Recognising developing trends and the emergence of cloud platforms, the advisory highlighted the need for financial institutions to take full responsibility for securing their data, the privacy of customers’ identifiable information, and workloads especially in the public cloud.
Acknowledging the value of digital banking and financial services, MAS is recognising the increasing importance of not only public clouds, but also a multicloud strategy for the financial services industry in Singapore. In line with that, MAS has identified a set of guidelines to proactively protect customer, enterprise, and archival data, ensuring high standards of data privacy, handling and access control standards.
As a well-established financial hub, Singapore’s regulatory landscape is among the most stringent globally, and institutions need the capability to ensure compliance on a regular and real-time basis to mitigate the associated risks.
Due to the growing convergence of leveraging digital assets to drive resilience, it is crucial that technologies like the cloud are harnessed amid the changes engulfing financial services.
Modernisation via cloud adoption
All successful organisations, including financial institutions and fintechs, have IT supporting mission-critical operations.
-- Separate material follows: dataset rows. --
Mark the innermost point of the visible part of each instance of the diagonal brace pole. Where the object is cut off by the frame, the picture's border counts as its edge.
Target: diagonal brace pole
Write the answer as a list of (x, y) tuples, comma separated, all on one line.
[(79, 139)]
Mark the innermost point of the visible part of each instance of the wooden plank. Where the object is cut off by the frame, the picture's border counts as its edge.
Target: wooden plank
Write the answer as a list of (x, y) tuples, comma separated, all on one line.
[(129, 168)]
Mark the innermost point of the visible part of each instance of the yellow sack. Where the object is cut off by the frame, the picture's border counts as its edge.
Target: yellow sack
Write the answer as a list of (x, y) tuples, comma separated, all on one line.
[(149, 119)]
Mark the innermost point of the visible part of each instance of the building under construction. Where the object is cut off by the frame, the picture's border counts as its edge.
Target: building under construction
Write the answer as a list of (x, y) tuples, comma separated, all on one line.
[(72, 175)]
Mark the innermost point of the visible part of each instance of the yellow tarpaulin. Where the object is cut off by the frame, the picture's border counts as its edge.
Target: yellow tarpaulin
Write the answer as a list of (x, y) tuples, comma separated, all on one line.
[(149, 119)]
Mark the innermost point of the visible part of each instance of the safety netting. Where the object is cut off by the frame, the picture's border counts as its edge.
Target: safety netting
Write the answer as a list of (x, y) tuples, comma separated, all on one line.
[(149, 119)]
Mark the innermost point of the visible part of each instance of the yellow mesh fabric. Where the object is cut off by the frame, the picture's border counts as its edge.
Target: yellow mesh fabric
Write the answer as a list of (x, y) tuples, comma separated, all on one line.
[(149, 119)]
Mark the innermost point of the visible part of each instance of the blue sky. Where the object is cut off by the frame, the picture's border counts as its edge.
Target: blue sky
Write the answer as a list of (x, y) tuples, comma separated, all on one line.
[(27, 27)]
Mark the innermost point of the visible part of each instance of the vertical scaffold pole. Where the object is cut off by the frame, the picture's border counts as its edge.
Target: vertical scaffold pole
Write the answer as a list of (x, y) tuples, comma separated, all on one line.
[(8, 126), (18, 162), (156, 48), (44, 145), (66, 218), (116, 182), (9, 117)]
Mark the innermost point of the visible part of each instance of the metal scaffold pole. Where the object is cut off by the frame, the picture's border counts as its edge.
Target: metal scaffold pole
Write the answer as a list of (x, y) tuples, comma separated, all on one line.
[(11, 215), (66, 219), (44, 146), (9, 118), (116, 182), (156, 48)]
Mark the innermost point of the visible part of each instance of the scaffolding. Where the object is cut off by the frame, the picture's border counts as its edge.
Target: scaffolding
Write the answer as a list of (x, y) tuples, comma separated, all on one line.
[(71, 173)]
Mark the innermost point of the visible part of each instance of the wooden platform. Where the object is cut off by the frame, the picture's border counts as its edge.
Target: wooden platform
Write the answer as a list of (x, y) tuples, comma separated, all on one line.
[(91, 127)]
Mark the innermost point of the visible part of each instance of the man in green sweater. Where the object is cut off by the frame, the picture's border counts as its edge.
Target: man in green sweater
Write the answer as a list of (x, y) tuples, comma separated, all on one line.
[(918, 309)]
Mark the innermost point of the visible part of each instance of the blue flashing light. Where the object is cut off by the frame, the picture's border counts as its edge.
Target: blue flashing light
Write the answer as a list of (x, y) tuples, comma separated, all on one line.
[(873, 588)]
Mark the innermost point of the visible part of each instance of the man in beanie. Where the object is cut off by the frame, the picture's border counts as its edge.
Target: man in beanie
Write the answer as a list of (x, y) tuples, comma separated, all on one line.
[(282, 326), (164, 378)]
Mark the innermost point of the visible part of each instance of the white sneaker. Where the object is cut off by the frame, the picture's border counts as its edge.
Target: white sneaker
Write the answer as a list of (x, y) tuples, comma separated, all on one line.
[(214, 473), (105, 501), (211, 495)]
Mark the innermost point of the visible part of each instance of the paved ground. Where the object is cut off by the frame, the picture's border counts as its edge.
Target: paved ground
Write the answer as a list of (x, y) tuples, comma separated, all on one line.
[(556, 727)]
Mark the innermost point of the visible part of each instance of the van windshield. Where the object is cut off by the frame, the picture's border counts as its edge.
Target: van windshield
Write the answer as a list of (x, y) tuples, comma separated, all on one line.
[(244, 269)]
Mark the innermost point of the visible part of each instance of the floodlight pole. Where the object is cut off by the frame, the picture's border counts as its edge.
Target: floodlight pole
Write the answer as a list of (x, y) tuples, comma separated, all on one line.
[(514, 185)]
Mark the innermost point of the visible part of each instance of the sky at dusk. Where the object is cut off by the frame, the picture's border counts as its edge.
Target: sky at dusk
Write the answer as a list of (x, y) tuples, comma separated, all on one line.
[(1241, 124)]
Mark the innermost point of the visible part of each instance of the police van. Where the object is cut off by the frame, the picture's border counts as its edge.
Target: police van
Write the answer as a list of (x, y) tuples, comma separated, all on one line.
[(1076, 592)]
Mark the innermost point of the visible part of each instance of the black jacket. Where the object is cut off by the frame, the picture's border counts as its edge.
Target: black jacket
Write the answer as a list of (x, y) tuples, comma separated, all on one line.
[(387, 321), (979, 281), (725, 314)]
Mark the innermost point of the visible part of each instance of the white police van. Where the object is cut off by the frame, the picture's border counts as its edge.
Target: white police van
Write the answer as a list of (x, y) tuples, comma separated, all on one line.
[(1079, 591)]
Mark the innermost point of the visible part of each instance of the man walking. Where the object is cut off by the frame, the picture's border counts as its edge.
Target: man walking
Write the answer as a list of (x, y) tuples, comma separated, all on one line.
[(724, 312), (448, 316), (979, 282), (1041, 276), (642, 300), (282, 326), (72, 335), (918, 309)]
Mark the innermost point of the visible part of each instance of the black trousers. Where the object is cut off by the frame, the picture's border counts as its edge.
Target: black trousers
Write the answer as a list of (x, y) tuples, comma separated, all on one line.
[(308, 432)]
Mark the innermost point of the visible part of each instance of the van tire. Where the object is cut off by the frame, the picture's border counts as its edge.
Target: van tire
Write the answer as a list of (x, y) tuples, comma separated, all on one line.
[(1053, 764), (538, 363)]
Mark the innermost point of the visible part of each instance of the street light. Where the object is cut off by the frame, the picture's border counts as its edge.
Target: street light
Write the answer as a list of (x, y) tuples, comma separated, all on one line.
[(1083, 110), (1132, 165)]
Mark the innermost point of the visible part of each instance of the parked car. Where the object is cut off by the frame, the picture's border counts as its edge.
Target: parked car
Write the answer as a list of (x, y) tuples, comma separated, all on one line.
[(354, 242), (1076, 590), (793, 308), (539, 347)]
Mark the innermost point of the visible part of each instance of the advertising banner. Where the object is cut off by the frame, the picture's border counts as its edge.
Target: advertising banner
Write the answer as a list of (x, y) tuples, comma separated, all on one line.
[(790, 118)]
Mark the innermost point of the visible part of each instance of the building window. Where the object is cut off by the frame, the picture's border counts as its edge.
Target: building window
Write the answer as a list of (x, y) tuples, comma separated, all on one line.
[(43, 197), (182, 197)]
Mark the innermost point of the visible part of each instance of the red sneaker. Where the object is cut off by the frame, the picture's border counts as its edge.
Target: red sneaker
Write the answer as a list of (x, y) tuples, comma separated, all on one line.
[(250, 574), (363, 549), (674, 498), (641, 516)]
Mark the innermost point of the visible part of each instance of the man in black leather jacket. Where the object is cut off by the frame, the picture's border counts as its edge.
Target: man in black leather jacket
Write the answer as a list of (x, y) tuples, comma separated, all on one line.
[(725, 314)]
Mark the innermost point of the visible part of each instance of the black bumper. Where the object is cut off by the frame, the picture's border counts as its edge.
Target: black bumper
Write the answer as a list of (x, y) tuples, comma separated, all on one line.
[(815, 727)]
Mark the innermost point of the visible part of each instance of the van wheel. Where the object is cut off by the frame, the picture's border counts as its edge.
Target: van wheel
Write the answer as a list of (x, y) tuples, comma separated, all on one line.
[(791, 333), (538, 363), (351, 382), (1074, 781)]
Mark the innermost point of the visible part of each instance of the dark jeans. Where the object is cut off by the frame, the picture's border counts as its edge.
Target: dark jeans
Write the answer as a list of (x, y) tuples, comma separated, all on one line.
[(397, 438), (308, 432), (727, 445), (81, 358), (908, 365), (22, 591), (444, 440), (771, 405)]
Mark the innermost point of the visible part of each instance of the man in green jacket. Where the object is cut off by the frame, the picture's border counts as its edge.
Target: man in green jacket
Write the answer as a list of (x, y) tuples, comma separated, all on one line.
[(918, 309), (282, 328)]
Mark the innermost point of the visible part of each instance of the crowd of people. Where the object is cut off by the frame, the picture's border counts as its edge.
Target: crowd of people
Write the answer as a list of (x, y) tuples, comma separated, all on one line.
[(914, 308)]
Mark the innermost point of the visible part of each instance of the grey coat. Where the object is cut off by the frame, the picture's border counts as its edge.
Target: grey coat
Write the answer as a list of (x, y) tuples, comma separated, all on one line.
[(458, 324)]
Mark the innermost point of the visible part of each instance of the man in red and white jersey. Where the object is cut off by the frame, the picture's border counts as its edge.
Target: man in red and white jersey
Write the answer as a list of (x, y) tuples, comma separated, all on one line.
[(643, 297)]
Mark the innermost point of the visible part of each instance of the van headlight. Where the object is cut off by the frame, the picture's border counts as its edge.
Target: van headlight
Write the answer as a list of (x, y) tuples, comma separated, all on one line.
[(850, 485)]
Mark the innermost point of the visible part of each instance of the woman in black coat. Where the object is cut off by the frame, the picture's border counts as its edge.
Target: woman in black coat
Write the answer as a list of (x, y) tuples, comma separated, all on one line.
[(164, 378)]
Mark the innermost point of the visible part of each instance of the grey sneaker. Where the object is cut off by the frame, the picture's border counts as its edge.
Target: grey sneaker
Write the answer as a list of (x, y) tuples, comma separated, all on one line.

IT is no longer a support function but has a crucial role to play in the achievement of business goals for BFSIs to reduce IT expenses, scale operations, and optimise the ongoing adoption of emerging technologies, so they could innovate and keep up with customer expectations.
Now is the perfect time for banks and financial institutions to accelerate their cloud adoption strategy.
With the power of the cloud, plug-and-play solutions that enable faster deployment of services through PaaS and SaaS cloud services can be leveraged. It also provides you the flexibility and scalability to accommodate the increasing user or transaction base while delivering exceptional performance.
Without cloud systems, an unexpected transaction surge can result in additional procurement and unattractive downtime until more capacity is built, which means performance issues and unpleasant end-user experiences. Cloud’s on-demand scalability means accommodating the fluctuating demands in real-time without any locked-in investments as you pay only for what you use.
Uncovering savings through enhanced customer experience
Migrating to the cloud can raise future operational cost savings, as organisations only pay for the capacity used, which means no unused storage, as is often the case with on-premises infrastructure. You can also avoid costs associated with upgrading on-premises capabilities that are costly and unfeasible.
Harnessing the cloud to drive IT modernisation enables financial institutions to accelerate innovation, and adapt to and anticipate changes to the business environment. As a result, you can establish robust financial operations and gain an edge over your competition by offering state-of-the-art innovative financial solutions that cater to changing customer demands.
Through the cloud, BFSIs can spur digital transformation through application modernisation or incorporate AI and machine learning into workflows and processes. As a result, BFSIs can retain their competitive edge by, among other things, continually improving customer experiences and keeping pace with more tech-advanced upstarts in the financial services sector.